Aus diesem Grund suchte man nach Alternativen und im Jahre 2000 wurde beim ersten Patienten eine Embolisation der Prostataarterien durchgeführt. In der Zwischenzeit wurde diese Methode bei über 1’000 Patienten angewandt. Die Wirksamkeit wurde in mehreren Studien untersucht. Die Qualität der Studien war unterschiedlich gut und die Ergebnisse waren ebenfalls sehr unterschiedlich.

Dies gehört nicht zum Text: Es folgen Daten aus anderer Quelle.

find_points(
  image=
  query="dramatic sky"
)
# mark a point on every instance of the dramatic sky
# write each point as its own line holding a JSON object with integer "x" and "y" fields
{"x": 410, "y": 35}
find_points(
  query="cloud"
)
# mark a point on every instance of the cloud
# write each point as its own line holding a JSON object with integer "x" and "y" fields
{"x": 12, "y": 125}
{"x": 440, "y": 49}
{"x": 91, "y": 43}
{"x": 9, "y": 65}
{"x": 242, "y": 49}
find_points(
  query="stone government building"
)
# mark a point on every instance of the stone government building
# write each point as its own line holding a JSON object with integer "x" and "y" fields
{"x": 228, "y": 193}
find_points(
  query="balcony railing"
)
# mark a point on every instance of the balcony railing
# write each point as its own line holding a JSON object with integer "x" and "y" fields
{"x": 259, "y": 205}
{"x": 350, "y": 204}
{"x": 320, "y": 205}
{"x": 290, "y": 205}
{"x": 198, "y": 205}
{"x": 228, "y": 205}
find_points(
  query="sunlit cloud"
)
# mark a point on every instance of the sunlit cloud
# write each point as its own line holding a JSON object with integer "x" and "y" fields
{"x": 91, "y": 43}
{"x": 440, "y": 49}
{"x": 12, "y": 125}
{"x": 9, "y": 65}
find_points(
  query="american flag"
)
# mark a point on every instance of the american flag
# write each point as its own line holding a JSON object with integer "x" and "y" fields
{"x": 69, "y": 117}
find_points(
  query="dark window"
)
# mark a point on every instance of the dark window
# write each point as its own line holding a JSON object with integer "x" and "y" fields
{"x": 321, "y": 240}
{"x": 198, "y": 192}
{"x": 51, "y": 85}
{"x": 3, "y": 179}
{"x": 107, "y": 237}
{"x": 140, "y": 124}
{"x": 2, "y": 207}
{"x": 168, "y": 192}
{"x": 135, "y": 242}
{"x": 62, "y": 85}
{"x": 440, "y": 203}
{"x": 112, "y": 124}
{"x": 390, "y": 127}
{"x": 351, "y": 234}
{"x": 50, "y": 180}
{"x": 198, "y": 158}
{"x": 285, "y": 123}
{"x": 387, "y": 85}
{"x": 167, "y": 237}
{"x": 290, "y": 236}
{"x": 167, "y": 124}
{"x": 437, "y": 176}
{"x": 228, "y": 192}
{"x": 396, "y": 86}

In dieser randomisierten Studie wird die Wirksamkeit der beiden Methoden – TURP und Embolisation – miteinander verglichen.

Einschlusskriterien:

  • Älter als 40 Jahre mit einer Indikation für eine TURP
  • Prostatavolumen zwischen 25 und 80 ml; mit Ultraschall bestimmt
  • Symptome der Prostatahyperplasie, erfasst mit dem »International Prostate Symptoms Score« (IPSS); Patienten hatten einen Score von mindestens 8 Punkten; die Scores des IPSS liegen zwischen 0 und 35 Punkten; ≤7 Punkte: milde Symptome; 8 bis 19 Punkte: moderate Symptome; ≥20 Punkte: schwere Symptome
  • Urinfluss-Rate von weniger als 12 ml/s oder Harnretention

Ausschlusskriterien:

  • Ausgeprägte Arteriosklerose vor allem der Beckenarterien
  • Neurogene Dysfunktion im unteren Harntrakt
  • Urethrastenose, Blasendivertikel, eingeschränkte Nierenfunktion (glomeruläre Filtrationsrate <60 mL/min.
  • Präoperativ diagnostiziertes Prostatakarzinom

Studiendesign und Methode:

Randomisierte, nicht verblindete Studie (non-Inferiorität)

Studienort:

St.Gallen

Interventionen:

  • Gruppe 1: Embolisation der Prostata-Arterien; transfemoraler Zugang unter Lokalanästhesie
  • Gruppe 2: TURP unter Spinalanästhesie oder Vollnarkose

Outcome:

Primärer Outcome

  • Veränderungen im IPSS nach 12 Wochen im Vergleich zum Wert vor dem Eingriff

Sekundäre Outcomes

  • Urin-Flow, Urinrestemenge nach Wasserlösen, Lebensqualität, erektile Funktion,
  • Komplikationen und Nebenwirkungen

Resultat:

  • Von den 144 für die Eignung zur Teilnahme an der Studie untersuchten Patienten konnten 103 randomisiert werden.
  • Das mittlere Alter lag bei 65 Jahren, der IPSS bei etwa 18 Punkten, das Volumen der Prostata betrug 52 ml; fast alle Patienten (85%) erhielten schon eine medikamentöse Therapie zur Linderung der Symptome der Prostatahyperplasie.
  • Verbesserung im IPSS nach 12 Wochen um 9.2 Punkte in der Gruppe mit Embolisation der Prostataarterien und um 10.8 Punkte nach TURP; der Unterschied ist statistisch nicht signifikant.
  • Bei den sekundären Endpunkten waren die Ergebnisse unterschiedlich. Hinsichtlich der Lebensqualität waren keine signifikanten Unterschiede zwischen den beiden Gruppen vorhanden, ebenfalls bei der erektilen Funktion. Störungen der Ejakulation waren allerdings überraschend hoch in der Embolisation-Gruppe.
  • Bei den funktionellen Parametern war die TURP der Embolisationstherapie überlegen; Verbesserung im Urinfluss von 15.3 ml/s versus 5.2 ml/s. Abnahme des Resturins nach Urinieren 200 ml versus 86 ml; Abnahme des Prostatavolumens 30.3 ml versus 12.2 ml.
  • Die postoperativen Schmerzen waren in der Embolisation-Gruppe ausgeprägter als in der TURP-Gruppe.
  • Komplikationen oder Nebenwirkungen der beiden Therapieformen; in der Embolisation-Gruppe traten halb so viele Komplikationen auf als in der TURP-Gruppe (36 versus 70). Das Risiko mindestens eine Komplikation zu erleiden war in beiden Gruppen in etwa gleich gross. Das heisst, dass bei Patienten in der TURP-Gruppe, wenn eine Komplikation auftritt gleich mehrere auftreten.

Kommentar:

  • Die Ergebnisse dieser Studie zeigen, dass bei Patienten mit einer symptomatischen Prostatahyperplasie die Embolisationstherapie eine Alternative zur TURP sein kann.

Literatur:

Abt D et al. Comparison of prostatic artery embolisation (PAE) versus transurethral resection of the prostate (TURP) for benign prostatic hyperplasia: randomised, open label, non-inferiority trial.